Keeping models in image

As we know, the cold start is a critical aspect of inference that can impact the performance and user experience. There are two core factors that contribute to this challenge:

  • Image pulling: When you deploy a model, image will be pulled from the Docker registry. This process can take some time.
  • Model pulling: The model should also be pulled from Huggingface Hub (opens in a new tab).

Let's take stable diffusion v1.5 as an example. The inference server image is about 4GB. While the full runwayml/stable-diffusion-v1-5 (opens in a new tab) model on Huggingface Hub is approximately 20GB.

To mitigate the impact of the size of your model and related dependencies on the performance of your inference, we recommend that you keep your model in the image. This will reduce the time it takes to pull the model and the overall cold start time. Mosec could help you achieve this with --dry-run option.

WORKDIR workspace
# keep the model in the image
RUN python main.py --dry-run
# disable huggingface update check to accelerate the cold start
ENTRYPOINT [ "python", "main.py" ]
CMD [ "--timeout", "20000" ]

You could add RUN python main.py --dry-run in your Dockerfile.

Reduce the size of your image

It's still beneficial to reduce the size of your image wherever possible.

There are several strategies you could employ to reduce the size of your image, including:

  • Use a lightweight base image: Choose a base image that is lightweight, so that you are not carrying excess weight in your image.
  • Try envd (opens in a new tab) instead of Docker: If you're not familiar with Docker or building Docker images, then envd (opens in a new tab) could be a great tool to use. It provides a simplified interface for building images and can be used to build lightweight model serving images optimized for your specific use case.
  • Remove unnecessary files: Make sure that your image only includes the files and dependencies required to run your model - this can help reduce the overall size of your image.

Pre-loading or Pre-warming

One technique that can help reduce load times and improve the overall efficiency of your model serving is to load your models when initializing the server. This approach is commonly known as pre-loading or pre-warming the server.

This is enabled by default in Mosec. The worker initializes the pipeline from a pre-trained model.

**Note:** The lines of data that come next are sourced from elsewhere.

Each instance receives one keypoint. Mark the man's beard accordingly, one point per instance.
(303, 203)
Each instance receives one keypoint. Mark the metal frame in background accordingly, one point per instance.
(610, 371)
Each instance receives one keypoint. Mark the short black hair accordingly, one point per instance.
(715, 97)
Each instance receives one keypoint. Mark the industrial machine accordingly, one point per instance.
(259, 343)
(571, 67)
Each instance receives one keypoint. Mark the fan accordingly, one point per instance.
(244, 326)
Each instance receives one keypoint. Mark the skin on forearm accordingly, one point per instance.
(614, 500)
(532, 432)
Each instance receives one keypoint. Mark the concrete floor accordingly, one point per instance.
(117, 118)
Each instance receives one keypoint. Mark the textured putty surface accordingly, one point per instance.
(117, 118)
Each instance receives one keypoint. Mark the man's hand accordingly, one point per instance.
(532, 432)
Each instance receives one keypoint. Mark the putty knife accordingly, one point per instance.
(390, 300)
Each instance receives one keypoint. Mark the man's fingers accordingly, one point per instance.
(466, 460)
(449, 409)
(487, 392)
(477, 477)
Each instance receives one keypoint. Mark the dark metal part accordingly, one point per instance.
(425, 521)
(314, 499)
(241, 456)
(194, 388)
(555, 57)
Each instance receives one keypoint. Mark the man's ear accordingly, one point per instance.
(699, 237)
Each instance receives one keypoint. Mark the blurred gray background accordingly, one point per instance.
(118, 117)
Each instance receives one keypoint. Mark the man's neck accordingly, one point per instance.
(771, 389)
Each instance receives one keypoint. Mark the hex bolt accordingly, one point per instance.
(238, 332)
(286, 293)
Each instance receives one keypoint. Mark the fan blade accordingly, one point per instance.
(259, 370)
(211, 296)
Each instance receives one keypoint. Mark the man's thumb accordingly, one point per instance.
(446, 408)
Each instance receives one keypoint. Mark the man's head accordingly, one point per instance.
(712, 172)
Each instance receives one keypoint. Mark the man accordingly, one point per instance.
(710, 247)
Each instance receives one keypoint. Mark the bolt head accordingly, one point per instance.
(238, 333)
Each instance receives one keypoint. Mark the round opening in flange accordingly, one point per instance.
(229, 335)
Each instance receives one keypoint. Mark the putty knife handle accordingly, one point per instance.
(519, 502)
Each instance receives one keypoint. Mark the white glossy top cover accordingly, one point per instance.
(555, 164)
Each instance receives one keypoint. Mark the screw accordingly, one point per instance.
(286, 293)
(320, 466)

The model will be downloaded during the initialization.

Besides, you could also pre-warm the server with self.example. The example prompts will be used to warm up the server.

class StableDiffusion(Worker):
    def __init__(self):
        self.pipe = StableDiffusionPipeline.from_pretrained(
            "runwayml/stable-diffusion-v1-5", torch_dtype=torch.float16
        device = "cuda" if torch.cuda.is_available() else "cpu"
        self.pipe = self.pipe.to(device)
        self.example = ["useless example prompt"] * 4  # warmup (bs=4)
    def forward(self, data: List[str]) -> List[memoryview]:
        logger.debug("generate images for %s", data)
        res = self.pipe(data)
        logger.debug("NSFW: %s", res[1])
        images = []
        for img in res[0]:
            dummy_file = BytesIO()
            img.save(dummy_file, format="JPEG")
        return images